TEXTO: JORNAL FOLHA DE PATOS (1944)
Jamais se tecerão bastantes loas às qualidades obscuras e nobres que sobresaem no tipo heroico do nosso caboclo do sertão.
Ele é bem merecedor do estro poetico realista e bem feito que realça e inspira uma poesia publicada nesta folha no seu ultimo numero.
Infelizmente, em certa doentia sociedade só conquista relevo o que atrae a atenção do publico, que se engalana em cores e tons falazes e se empresta uma sensação passageira. Vivemos o reinado da futilidade.
Mas os valores obscuros, estes que florescem à sombra da humildade, do descredito social, que vicejam ao calor da sinfonia do trabalho quotidiano, que se emoldura pela pratica de ações dignas, estes, poucas vezes, receberam a consagração a que fazem jús pela grandeza intrínseca.
Hajam vista, os encomiasticos aplausos tão da moda feitos à malandragem, à jogatina infrene, ao vicio multiforme das ruas… Cantam-se os mesmos até em publico, nos acelerados e barbaros ritmos carnavalescos, delicia anual de muita gente nossa.
Bem justa, pois, se nos afigura essa revolta contra a pessima propaganda que se faz do mal, contra o qual não ha barreiras bastantes, nem exagerada transigencia, pois devia ser feita em todo tempo e sem trégua.
O nosso homem laborioso do sertão, o pai de familia honesto, sempre moderado e bom, o chefe de numerosa prole, quantas vezes não se vê por ai afora amesquinhado, metido a ridiculo, e considerado como relíquia exotica de priscas eras, portador de costumes antiquados já em desuso. Isso, sim, é que merece toda repulsa. Tal concepção a respeito do nosso caboclo é até criminosa. E’ uma das modalidades dum paganismo avassalador e intoxicante.

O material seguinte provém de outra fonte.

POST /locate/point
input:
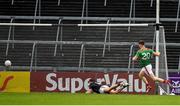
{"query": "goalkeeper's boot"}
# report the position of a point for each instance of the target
(148, 88)
(125, 85)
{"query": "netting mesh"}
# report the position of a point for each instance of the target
(163, 67)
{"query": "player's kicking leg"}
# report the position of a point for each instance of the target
(113, 90)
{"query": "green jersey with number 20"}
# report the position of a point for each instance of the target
(144, 57)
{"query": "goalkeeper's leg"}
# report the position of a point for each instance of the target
(142, 77)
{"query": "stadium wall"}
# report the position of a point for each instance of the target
(67, 81)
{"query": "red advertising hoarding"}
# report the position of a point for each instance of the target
(78, 81)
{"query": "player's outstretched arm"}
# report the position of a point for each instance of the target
(89, 91)
(156, 53)
(134, 58)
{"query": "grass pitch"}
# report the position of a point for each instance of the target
(85, 99)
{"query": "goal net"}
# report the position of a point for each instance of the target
(163, 67)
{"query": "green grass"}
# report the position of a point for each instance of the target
(85, 99)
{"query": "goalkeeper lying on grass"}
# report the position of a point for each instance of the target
(105, 89)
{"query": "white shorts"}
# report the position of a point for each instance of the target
(148, 70)
(101, 90)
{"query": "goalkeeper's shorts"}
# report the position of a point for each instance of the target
(148, 70)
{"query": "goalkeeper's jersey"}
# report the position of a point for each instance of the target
(144, 57)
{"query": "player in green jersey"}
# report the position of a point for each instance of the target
(143, 55)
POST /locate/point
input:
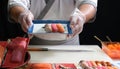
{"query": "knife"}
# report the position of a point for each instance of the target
(62, 50)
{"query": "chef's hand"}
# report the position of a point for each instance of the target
(25, 19)
(77, 20)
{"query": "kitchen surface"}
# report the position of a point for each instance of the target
(69, 54)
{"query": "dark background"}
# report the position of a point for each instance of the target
(106, 24)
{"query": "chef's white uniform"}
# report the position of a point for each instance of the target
(60, 10)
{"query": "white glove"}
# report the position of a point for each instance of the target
(77, 20)
(25, 19)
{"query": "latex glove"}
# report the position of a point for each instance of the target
(77, 20)
(25, 19)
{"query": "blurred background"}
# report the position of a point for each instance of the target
(107, 23)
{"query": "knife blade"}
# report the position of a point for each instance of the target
(62, 50)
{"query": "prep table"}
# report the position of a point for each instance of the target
(67, 57)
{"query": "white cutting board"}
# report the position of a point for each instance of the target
(67, 57)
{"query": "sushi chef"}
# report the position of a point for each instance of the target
(78, 12)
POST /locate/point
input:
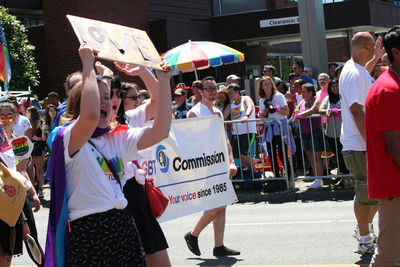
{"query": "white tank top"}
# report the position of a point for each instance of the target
(237, 112)
(202, 110)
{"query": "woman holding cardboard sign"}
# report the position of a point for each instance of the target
(11, 236)
(92, 158)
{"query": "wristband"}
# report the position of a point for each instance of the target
(335, 110)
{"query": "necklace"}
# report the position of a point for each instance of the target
(395, 72)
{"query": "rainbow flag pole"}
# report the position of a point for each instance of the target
(5, 67)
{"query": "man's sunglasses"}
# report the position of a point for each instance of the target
(134, 97)
(5, 118)
(120, 94)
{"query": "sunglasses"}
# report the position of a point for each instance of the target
(134, 97)
(5, 118)
(211, 89)
(120, 94)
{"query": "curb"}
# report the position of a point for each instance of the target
(297, 194)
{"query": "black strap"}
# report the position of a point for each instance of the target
(108, 165)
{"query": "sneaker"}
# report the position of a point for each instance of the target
(356, 233)
(224, 251)
(191, 242)
(317, 184)
(368, 247)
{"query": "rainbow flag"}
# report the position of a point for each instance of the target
(5, 68)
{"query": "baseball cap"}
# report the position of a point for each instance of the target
(232, 77)
(179, 92)
(181, 86)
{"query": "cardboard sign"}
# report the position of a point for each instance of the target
(116, 42)
(194, 176)
(22, 147)
(4, 144)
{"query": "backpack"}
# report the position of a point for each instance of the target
(12, 195)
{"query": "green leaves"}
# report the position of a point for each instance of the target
(24, 70)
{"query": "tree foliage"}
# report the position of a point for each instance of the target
(24, 70)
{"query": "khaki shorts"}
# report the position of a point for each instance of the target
(356, 163)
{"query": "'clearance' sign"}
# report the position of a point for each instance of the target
(279, 22)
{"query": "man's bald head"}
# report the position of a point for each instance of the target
(361, 39)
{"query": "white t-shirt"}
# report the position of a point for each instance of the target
(237, 113)
(21, 125)
(277, 100)
(354, 84)
(91, 187)
(202, 110)
(136, 117)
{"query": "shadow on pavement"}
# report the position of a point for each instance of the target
(221, 261)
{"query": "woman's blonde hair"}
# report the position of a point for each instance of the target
(261, 91)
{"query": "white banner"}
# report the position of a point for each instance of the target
(279, 22)
(191, 167)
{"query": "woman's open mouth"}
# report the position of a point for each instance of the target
(103, 114)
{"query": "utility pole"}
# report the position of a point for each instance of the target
(312, 34)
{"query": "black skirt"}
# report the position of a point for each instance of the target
(105, 239)
(8, 234)
(150, 232)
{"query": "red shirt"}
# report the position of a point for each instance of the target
(382, 114)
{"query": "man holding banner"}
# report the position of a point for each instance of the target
(208, 90)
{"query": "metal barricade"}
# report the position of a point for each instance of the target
(289, 170)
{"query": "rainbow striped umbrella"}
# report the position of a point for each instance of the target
(201, 55)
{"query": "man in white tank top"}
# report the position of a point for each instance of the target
(205, 107)
(244, 132)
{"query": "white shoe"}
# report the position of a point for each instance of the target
(356, 233)
(367, 247)
(317, 184)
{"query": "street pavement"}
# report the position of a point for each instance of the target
(284, 232)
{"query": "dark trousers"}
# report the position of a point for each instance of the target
(276, 142)
(337, 149)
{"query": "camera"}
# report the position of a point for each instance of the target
(268, 106)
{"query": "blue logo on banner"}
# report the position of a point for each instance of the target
(162, 158)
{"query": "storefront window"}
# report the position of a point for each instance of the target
(227, 7)
(283, 63)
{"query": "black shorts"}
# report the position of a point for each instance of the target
(149, 229)
(105, 239)
(241, 144)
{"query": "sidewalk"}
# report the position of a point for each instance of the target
(301, 192)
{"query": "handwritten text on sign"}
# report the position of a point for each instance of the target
(116, 42)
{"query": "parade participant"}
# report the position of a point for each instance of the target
(331, 107)
(311, 132)
(208, 90)
(154, 242)
(37, 135)
(11, 237)
(383, 150)
(273, 105)
(233, 78)
(196, 97)
(298, 69)
(88, 162)
(70, 81)
(243, 133)
(180, 106)
(354, 83)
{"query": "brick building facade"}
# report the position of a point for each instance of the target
(173, 22)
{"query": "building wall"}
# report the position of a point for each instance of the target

Causa mesmo satisfação ver o poeta cantar o valor do sertanejo que no dizer de Euclides da Cunha é “antes de tudo um forte”. Não deixemos nós os bem intencionados de pugnar sempre com denodo contra esta mentalidade acomodaticia, rotineira, que menospreza o trabalho, põe em segunda plana o constante e às vezes custoso cumprimento dos deveres, e sacrifica os postulados cristãos às mesquinharias do prazer e faceis comodidades sociais em voga.
Sim, empenhemo-nos nesta luta em prol do reconhecimento do nosso caboclo. E’ o tipo simples do homem que moureja incognito, é o tronco pujante de tradição respeitada, que nos traz à memória as verdadeiras gradezas¹ pratrias², patrimonio da nacionalidade.
Este caboclo, repetimo-lo ufanos, é motivo de orgulho para nós. Cánte-o poeta. Que nós o cantaremos com ele.
JÓ.
* 1: Grandezas?
* 2: Pátrias?
* Fonte: Texto publicado com o título “O elogio do caboclo” na edição de 07 de maio de 1944 do jornal Folha de Patos, do arquivo da Fundação Casa da Cultura do Milho, via Marialda Coury.
* Foto: Três parágrafos iniciais do texto original.